A national social welfare program addresses the current high price regime and the general poverty question. The population policy will ostensibly address the regulation of population growth commensurate to the limitations of resources and economic capacity of society.

The talk here is of a Brazil’s Lula-type or just even the Thailand’s Thaksin-type of subsidy to the poorer sections of the population. Essentially, in Brazil’s case, this means giving government subsidy to the poor in return for their investment in the future (education) and in production (household-level). The Thai counterpart subsidizes rural poor in basic services.

In the two cases, the two leaders started from a popular base and their programs encompass a comprehensive strategy for narrowing the gap between the rich and the poor. Furthermore, they did it with considerable funds at their disposal, controllable corruption, and relative freedom from the pressures of economic and political crisis.

In the Philippine case, the subsidies announced so far–and probably those that will be announced in the SONA–are in the nature of palliatives. They are designed as high-impact short-term initiatives to address immediate effects of the high price regime and the gross unpopularity of the president. These are not designed for sustainability or as a development strategy.

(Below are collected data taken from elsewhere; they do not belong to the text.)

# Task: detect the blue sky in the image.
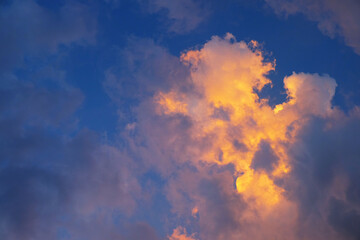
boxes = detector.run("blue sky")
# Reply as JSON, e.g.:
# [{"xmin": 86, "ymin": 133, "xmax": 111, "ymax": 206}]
[{"xmin": 1, "ymin": 0, "xmax": 360, "ymax": 239}]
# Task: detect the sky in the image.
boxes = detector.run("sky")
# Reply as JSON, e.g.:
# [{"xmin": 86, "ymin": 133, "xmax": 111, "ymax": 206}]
[{"xmin": 1, "ymin": 0, "xmax": 360, "ymax": 239}]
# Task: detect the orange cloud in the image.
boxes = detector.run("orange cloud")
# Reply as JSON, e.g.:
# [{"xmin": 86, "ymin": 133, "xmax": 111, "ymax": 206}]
[
  {"xmin": 154, "ymin": 33, "xmax": 340, "ymax": 238},
  {"xmin": 168, "ymin": 227, "xmax": 197, "ymax": 240}
]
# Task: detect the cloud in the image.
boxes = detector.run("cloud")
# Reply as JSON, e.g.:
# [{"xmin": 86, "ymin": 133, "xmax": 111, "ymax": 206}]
[
  {"xmin": 284, "ymin": 109, "xmax": 360, "ymax": 240},
  {"xmin": 2, "ymin": 0, "xmax": 359, "ymax": 235},
  {"xmin": 126, "ymin": 222, "xmax": 160, "ymax": 240},
  {"xmin": 103, "ymin": 37, "xmax": 192, "ymax": 125},
  {"xmin": 328, "ymin": 198, "xmax": 360, "ymax": 239},
  {"xmin": 107, "ymin": 33, "xmax": 359, "ymax": 239},
  {"xmin": 251, "ymin": 140, "xmax": 279, "ymax": 173},
  {"xmin": 168, "ymin": 226, "xmax": 197, "ymax": 240},
  {"xmin": 104, "ymin": 37, "xmax": 190, "ymax": 98},
  {"xmin": 0, "ymin": 0, "xmax": 97, "ymax": 71},
  {"xmin": 149, "ymin": 33, "xmax": 300, "ymax": 239},
  {"xmin": 0, "ymin": 71, "xmax": 144, "ymax": 239},
  {"xmin": 140, "ymin": 0, "xmax": 210, "ymax": 33},
  {"xmin": 0, "ymin": 3, "xmax": 145, "ymax": 236},
  {"xmin": 265, "ymin": 0, "xmax": 360, "ymax": 55},
  {"xmin": 275, "ymin": 72, "xmax": 337, "ymax": 117}
]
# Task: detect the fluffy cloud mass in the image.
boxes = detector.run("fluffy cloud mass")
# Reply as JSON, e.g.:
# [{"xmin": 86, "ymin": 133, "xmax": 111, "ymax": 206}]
[
  {"xmin": 1, "ymin": 0, "xmax": 359, "ymax": 236},
  {"xmin": 1, "ymin": 0, "xmax": 359, "ymax": 238},
  {"xmin": 115, "ymin": 33, "xmax": 359, "ymax": 239}
]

The major source of these subsidies is the government income from the eVAT, particularly the estimated P70 billion windfall from the astronomical rise in prices of oil and oil products. This is the reason why the president has been so far reluctant to let go of the eVAT, even only on oil and oil products.

The eVAT connection is the Achilles heel of Malacañang’s social welfare program. The eVAT role in the misery of the common tao is already well-understood by them–an understanding that wrecked former senator’s Ralph Recto’s political career.

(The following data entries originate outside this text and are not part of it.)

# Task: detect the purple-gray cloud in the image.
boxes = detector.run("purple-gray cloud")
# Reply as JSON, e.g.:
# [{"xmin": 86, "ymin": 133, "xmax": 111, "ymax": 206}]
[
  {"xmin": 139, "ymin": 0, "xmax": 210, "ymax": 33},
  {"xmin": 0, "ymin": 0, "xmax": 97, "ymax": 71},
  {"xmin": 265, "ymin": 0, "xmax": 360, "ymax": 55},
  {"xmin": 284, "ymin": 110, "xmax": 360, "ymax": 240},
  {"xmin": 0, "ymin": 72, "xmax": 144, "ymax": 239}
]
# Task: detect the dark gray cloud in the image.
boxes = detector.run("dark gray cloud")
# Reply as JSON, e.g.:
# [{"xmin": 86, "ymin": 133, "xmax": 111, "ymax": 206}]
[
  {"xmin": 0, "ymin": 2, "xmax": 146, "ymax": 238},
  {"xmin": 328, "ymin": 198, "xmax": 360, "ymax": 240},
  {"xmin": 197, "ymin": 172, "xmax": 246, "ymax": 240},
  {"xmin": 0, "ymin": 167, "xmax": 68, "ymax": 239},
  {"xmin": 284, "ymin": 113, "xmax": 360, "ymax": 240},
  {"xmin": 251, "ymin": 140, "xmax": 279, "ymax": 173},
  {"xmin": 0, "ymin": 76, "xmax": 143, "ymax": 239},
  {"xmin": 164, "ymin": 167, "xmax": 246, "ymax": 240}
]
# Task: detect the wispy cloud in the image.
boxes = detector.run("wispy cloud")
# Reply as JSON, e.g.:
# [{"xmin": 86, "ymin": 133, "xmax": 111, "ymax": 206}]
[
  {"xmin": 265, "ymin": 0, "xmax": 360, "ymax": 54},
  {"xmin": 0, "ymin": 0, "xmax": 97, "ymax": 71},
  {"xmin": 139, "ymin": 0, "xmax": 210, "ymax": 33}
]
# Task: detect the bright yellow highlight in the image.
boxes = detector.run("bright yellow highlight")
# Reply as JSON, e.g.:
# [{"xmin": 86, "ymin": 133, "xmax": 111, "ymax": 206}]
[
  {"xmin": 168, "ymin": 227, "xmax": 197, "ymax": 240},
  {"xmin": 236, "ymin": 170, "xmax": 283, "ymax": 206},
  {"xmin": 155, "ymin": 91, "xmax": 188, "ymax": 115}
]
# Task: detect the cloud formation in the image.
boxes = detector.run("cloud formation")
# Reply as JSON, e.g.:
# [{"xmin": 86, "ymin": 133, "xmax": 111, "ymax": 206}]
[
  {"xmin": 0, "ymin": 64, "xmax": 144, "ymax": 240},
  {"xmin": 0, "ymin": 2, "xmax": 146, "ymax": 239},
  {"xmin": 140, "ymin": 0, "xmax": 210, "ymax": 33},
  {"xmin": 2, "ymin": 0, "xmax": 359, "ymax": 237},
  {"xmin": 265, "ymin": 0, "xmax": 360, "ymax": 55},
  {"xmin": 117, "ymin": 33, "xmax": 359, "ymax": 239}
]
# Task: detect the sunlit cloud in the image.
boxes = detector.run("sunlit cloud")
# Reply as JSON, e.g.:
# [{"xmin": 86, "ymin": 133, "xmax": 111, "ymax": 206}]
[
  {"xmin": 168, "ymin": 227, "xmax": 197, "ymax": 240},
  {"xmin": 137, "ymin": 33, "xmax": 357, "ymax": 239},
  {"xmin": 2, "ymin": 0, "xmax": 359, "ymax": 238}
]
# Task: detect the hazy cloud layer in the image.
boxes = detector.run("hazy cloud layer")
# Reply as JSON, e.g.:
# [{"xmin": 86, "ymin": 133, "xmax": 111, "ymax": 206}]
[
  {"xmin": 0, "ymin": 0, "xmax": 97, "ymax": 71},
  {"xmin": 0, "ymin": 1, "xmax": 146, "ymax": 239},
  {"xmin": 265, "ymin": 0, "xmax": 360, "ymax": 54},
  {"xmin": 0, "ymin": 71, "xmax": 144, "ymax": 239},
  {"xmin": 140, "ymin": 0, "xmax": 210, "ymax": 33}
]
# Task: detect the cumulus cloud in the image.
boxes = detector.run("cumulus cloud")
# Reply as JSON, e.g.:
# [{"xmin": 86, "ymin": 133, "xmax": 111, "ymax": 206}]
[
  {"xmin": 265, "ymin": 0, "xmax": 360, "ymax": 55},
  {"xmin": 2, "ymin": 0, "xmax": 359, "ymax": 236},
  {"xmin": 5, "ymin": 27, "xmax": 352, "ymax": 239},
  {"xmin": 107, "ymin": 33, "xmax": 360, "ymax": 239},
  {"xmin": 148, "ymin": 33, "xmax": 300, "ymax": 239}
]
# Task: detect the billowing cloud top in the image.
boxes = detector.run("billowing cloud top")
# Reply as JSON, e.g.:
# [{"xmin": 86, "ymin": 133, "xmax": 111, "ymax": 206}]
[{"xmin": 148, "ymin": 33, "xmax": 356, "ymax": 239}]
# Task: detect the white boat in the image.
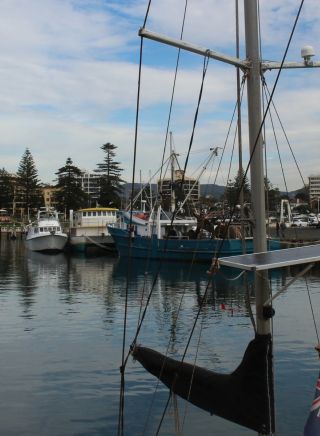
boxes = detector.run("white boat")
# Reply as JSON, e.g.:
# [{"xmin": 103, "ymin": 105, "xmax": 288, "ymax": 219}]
[
  {"xmin": 26, "ymin": 207, "xmax": 67, "ymax": 252},
  {"xmin": 69, "ymin": 207, "xmax": 118, "ymax": 252}
]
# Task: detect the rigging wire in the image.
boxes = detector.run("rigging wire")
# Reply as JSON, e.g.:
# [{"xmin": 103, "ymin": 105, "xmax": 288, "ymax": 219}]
[
  {"xmin": 142, "ymin": 0, "xmax": 152, "ymax": 28},
  {"xmin": 211, "ymin": 75, "xmax": 246, "ymax": 192},
  {"xmin": 151, "ymin": 1, "xmax": 307, "ymax": 431},
  {"xmin": 121, "ymin": 0, "xmax": 306, "ymax": 433},
  {"xmin": 118, "ymin": 28, "xmax": 145, "ymax": 436},
  {"xmin": 134, "ymin": 75, "xmax": 248, "ymax": 433},
  {"xmin": 140, "ymin": 262, "xmax": 208, "ymax": 434},
  {"xmin": 118, "ymin": 5, "xmax": 191, "ymax": 431},
  {"xmin": 262, "ymin": 79, "xmax": 305, "ymax": 242},
  {"xmin": 158, "ymin": 0, "xmax": 189, "ymax": 191},
  {"xmin": 257, "ymin": 0, "xmax": 272, "ymax": 238},
  {"xmin": 262, "ymin": 80, "xmax": 308, "ymax": 190},
  {"xmin": 222, "ymin": 107, "xmax": 238, "ymax": 207},
  {"xmin": 305, "ymin": 277, "xmax": 320, "ymax": 345},
  {"xmin": 181, "ymin": 292, "xmax": 209, "ymax": 433},
  {"xmin": 263, "ymin": 84, "xmax": 290, "ymax": 197},
  {"xmin": 210, "ymin": 0, "xmax": 306, "ymax": 262},
  {"xmin": 237, "ymin": 0, "xmax": 306, "ymax": 200},
  {"xmin": 119, "ymin": 6, "xmax": 196, "ymax": 390},
  {"xmin": 180, "ymin": 54, "xmax": 210, "ymax": 186}
]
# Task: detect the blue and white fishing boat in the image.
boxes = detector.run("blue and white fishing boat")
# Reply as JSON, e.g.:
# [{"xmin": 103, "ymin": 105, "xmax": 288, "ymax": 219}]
[
  {"xmin": 108, "ymin": 208, "xmax": 280, "ymax": 261},
  {"xmin": 108, "ymin": 142, "xmax": 279, "ymax": 261}
]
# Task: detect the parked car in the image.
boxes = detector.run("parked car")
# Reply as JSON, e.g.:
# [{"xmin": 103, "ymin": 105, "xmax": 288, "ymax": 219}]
[
  {"xmin": 291, "ymin": 218, "xmax": 309, "ymax": 227},
  {"xmin": 309, "ymin": 219, "xmax": 320, "ymax": 228}
]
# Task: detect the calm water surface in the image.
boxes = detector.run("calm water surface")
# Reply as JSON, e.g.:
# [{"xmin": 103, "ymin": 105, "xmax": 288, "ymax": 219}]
[{"xmin": 0, "ymin": 238, "xmax": 319, "ymax": 435}]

However, the available funds–even with eVAT’s windfall–will not be enough to make a dent on the people’s misery or on the unpopularity of the president. The pervasive political corruption may well blunt further the impact of the proposed national social welfare program, or even deal it a fatal blow.

The immediate high-impact character of the president’s SONA promises will be seen in her inclusion of the population issue. Malacañang, in this case, is expected to take the side of the Catholic church and support a non-program of natural family planning and more procreation. This highly-pragmatic approach is designed to pander to the bishops as well as distract their attention from the various GMA machinations in the works, such as the charter change initiative and possible repression regime.

The SONA therefore is expected to be the same as the SONAs of president Macapagal-Arroyo in the past years–meaning, they all address the same issue: her political survival. Not the problems of the people, nor the requirements of strengthening Philippine democracy.

SONA topics may change but the framework will remain. GMA’s SONA–still-will be a SONA for all seasons. A singer singing the same song.